IBM's finally revealed details of its well-trailed new line of AMD Opteron-based servers, including a snap-in daughterboard that converts a blade from a two way to a four-way device.

There are five new models aimed, said IBM senior server consultant Tikiri Wanduragala, at high performance business computing, which he described as a half-way house between HPC and standard business usage. He said markets such as the financial houses in the City of London would welcome it.

Big Blue claimed that the new systems will usher in a new era of cooler, more power-efficient blade servers, as Opterons offer more performance per watt than their Intel Xeon counterparts. The company heads the blade server sales charts and reckons that this will help it extend its lead over HP and Sun, both of whom already sell extensive ranges of Opteron-based blade servers.

IBM categorised the servers as follows:

  • BladeCenter LS41 – Enterprise class scalable two-way to four-way blade; ideal for ERP, data marts, data warehouses, databases and HPC clusters.

  • BladeCenter LS21 – Enterprise class two-way blade optimised for performance computing; ideal for financial services, scientific, high performance computing, databases.

  • System x3755 – For mid-market, large enterprise customers, ideal for scientific computing, such as weather simulations and crash test analysis.

  • System x3655 – Business performance server, ideal for database/ERP, business intelligence, IPTV and Video on Demand applications.

  • System x3455 – High performance compute node, ideal for scientific and technical computing, database and Linux clusters.

Power and cooling

IBM's continuing to address data centre power and cooling issues which, said Wanduragala, were the first thing every customer wanted to talk about. The company is bundling in with the new servers a power management application that it first unveiled a couple of months ago. IBM PowerExecutive allows IT admins to meter power usage and heat emissions, and cap the amount of power used by a single server or group of servers.
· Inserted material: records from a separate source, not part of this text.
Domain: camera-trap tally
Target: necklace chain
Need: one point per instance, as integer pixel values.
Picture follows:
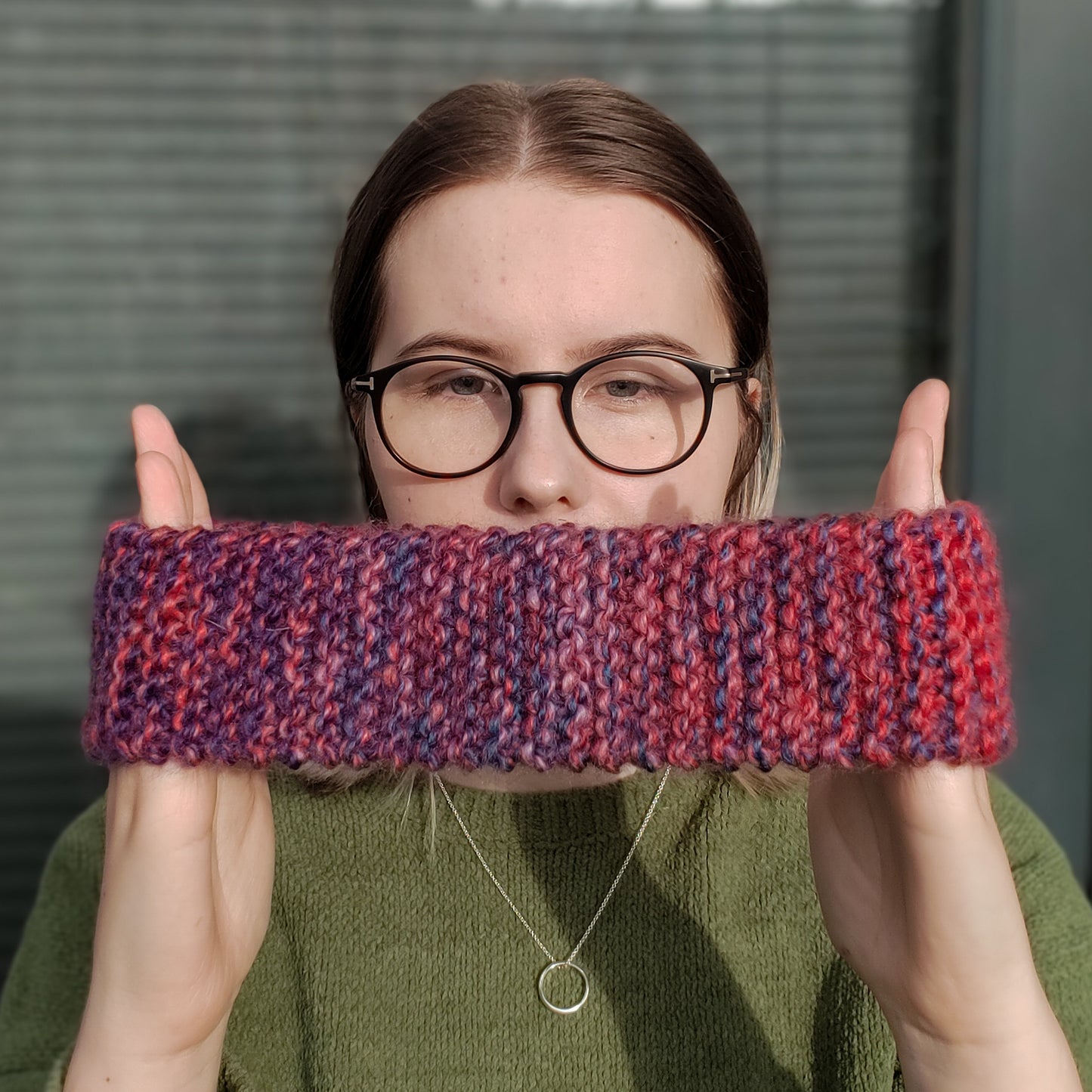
(569, 960)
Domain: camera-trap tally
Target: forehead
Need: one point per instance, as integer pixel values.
(532, 262)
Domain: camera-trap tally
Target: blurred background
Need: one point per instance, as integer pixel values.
(174, 179)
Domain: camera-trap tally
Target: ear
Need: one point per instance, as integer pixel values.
(753, 393)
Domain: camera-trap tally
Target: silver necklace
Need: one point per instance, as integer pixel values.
(569, 961)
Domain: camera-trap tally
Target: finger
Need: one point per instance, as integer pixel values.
(912, 476)
(907, 481)
(161, 493)
(927, 409)
(200, 511)
(152, 432)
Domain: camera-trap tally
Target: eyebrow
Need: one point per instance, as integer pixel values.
(603, 346)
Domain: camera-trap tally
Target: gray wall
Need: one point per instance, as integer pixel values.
(1022, 363)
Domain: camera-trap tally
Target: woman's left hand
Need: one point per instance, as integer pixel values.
(911, 871)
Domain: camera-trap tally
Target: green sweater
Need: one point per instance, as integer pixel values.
(710, 967)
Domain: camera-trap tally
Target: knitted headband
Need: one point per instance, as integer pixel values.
(834, 639)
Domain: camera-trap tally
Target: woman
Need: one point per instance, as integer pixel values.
(258, 930)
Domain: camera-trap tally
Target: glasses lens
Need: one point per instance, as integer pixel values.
(633, 412)
(638, 412)
(446, 416)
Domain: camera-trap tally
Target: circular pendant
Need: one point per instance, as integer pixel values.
(542, 979)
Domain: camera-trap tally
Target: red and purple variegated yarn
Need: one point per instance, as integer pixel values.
(841, 640)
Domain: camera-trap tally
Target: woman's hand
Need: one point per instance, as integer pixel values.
(188, 868)
(911, 871)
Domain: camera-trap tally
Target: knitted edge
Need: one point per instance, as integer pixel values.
(846, 640)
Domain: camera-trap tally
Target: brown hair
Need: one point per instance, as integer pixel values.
(588, 137)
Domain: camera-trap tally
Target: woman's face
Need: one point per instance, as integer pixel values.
(540, 272)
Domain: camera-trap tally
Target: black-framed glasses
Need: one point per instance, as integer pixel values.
(637, 412)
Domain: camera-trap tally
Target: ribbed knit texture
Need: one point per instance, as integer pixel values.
(710, 967)
(834, 639)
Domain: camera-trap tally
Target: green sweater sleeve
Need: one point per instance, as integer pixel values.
(1058, 917)
(46, 988)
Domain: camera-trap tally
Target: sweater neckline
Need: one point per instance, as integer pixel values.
(611, 812)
In future, reckoned IBM, PowerExecutive will enable clients to develop power policies across groups of servers to reallocate energy resources on the fly.

IBM also previewed Thermal Diagnostics, a package to help IT managers identify and cure thermal issues in the data centre. It allows clients to monitor heat emissions in the data centre and determine their root causes, such as air conditioning failures. According to IBM, the system periodically scans the data centre to collect inventory, performance and temperature metrics. Software then builds a virtual model of the equipment and identifies a “most-likely scenario”, automatically diagnosing thermal problems and enabling other systems, such as PowerExecutive, IBM Director, and service processors to respond to heat-related problems.

IBM server marketing manager Stuart McRae said that the announcement followed collaboration between AMD and IBM, which has already seen AMD licensing silicon-on-insulator processor manufacturing technology from Big Blue. SOI has been a key part of AMD's ability to distance its Opterons' superior performance per watt metric from that of the Intel Xeon. "We have smart IBM and AMD engineers working together in the same building", said McRae. "They come up with cool stuff chatting at the watercooler."

Wanduragala denied that this move was a precursor to IBM's ditching Intel processors from its blade lines altogether.